EL SACRISTÁN
Para Adolfo Castelao
Las viejas comadres se santiguaban y
se volvían a santiguar. La cosa no era para menos. Jesús, María y José, la
gente se estaba volviendo loca. Aquello era lo nunca visto: en las últimas
horas del atardecer un gallarote había pasado como un alma en pena, pegándose a
las paredes, desnudo totalmente, como había venido al mundo. Pasado el pasmo de
los primeros momentos, comenzaron a combinar la vista con la imaginación
añadiendo a esto la inventiva. Los tres factores, manejados por las comadres,
parecían haber esclarecido la verdad del extraño suceso.
-
Venía
de por allí. Y por allí sólo está el molino.
-
Cuando
la raposa va a la guarida algo hay.
-
A
pequeña eche do rabo ardido. A ver si os atopou o padre na cama e lle quixo
muxir a cocha.
A lo lejos se escuchaban los gritos
de los niños que perseguían al gallarote entre risas.
-Aúa; bando, bando.Aúa; bando, bando…
Más muerto que vivo, el gallarote
llego a la puerta de su casa. Y empezó a petar. Empezó a petar con todas su
fuerzas, como si cada golpe de puño fuese un kilómetro que lo separase de la
muerte. Pasaron unos instantes. Los niños, cada vez más cercanos, seguían con
el “Aúa; bando, bando” y ellos,a sus gritos, se unían los guau, guau de un
perro, que, encinado por los pequeños, amenazaba con hincar los dientes en las
posaderas del gallarote.
-Andas al ínfo,¿o qué?. Lástima de un
buen tártaro. Si no lo veo no lo creo.
La sorpresa del hermano no fue para
descrita al abrir la puerta. A aquella misma puerta llamaría poco más tarde el
molinero. Llevaba en la mano un pantalón de pana remendado y una camisa con más
remiendos aún. Y llegó la explicación del suceso: el gallarote había ido a la
fruta, y el molinero lo había pillado en el mismo piricolín del árbol. El
gallarote, viendo que el molinero esgrimía en la mano un galleiro partido,
había optado por deslizarse por una rama restriega y había huido dejando
abandonada la ropa que había quitado por miedo a romperla. Costó hierro y
harina convencer al irascible molinero. Las excusas de los padres del gallarote
giraban sobre un punto, que aunque no se decía, se adivinaba: el hambre. Por
fin, el molinero se volvió a su casa, pero no sin antes hacer una última
advertencia, que no dejaba lugar a dudas sobre su inflexible postura:
-Que ande con miña filla, pase; pero
que me coma as peras, ay, queridín, eso pouco a pouco.

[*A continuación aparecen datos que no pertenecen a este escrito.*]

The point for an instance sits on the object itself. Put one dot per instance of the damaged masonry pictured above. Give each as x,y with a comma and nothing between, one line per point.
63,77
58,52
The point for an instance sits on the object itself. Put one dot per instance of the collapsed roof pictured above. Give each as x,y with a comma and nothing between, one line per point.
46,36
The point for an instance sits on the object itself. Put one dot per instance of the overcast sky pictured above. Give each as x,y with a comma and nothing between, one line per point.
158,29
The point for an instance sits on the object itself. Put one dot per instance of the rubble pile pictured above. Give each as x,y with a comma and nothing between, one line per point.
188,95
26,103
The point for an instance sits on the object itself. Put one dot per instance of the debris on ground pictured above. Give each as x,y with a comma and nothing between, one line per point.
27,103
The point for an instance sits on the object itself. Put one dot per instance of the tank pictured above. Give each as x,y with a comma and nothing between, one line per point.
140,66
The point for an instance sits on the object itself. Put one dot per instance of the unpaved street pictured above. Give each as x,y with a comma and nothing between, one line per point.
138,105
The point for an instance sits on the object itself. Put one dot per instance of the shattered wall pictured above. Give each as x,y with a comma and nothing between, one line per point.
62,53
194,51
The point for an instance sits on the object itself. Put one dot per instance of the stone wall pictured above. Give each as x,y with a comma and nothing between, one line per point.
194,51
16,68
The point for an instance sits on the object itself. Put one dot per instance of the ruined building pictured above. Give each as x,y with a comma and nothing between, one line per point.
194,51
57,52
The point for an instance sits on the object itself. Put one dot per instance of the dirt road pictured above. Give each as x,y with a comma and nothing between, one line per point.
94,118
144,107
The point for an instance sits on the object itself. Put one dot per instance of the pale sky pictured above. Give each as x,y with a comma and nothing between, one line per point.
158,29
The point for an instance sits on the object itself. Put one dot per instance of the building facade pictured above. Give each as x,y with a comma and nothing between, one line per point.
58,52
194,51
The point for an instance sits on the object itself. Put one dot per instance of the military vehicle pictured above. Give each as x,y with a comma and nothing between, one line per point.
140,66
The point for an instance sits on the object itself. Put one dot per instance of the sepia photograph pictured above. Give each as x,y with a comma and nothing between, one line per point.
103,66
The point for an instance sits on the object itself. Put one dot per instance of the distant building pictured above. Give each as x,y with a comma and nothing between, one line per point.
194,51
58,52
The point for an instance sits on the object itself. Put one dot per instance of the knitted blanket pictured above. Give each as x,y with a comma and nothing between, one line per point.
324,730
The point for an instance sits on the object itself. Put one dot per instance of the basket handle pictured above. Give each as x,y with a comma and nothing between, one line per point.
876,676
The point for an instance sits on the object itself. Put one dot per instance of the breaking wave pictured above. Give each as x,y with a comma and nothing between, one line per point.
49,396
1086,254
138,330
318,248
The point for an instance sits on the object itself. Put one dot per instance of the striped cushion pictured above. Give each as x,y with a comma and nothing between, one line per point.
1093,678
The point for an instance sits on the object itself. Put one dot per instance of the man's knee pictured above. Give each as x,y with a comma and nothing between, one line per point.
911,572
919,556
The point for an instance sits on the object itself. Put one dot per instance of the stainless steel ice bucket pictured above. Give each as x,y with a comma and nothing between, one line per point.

El gallarote era el mayor de los
siete hijos de un humildísimo matrimonio que no contaba con otros recursos que
el jornal del padre, cuando lo tenía. Siete ranfaños que cabían debajo de un
cesto, y con solo un jornal, se adivina el estado de las barriguitas. Por eso,
cuando sus padres le anunciaron que un pariente lo quería llevar de pastor para
un pueblo de la montaña, el gallarote vio el cielo abierto. Pero tiempo andando
pudo comprobar que había escapado del rayo y se había metido en la centella.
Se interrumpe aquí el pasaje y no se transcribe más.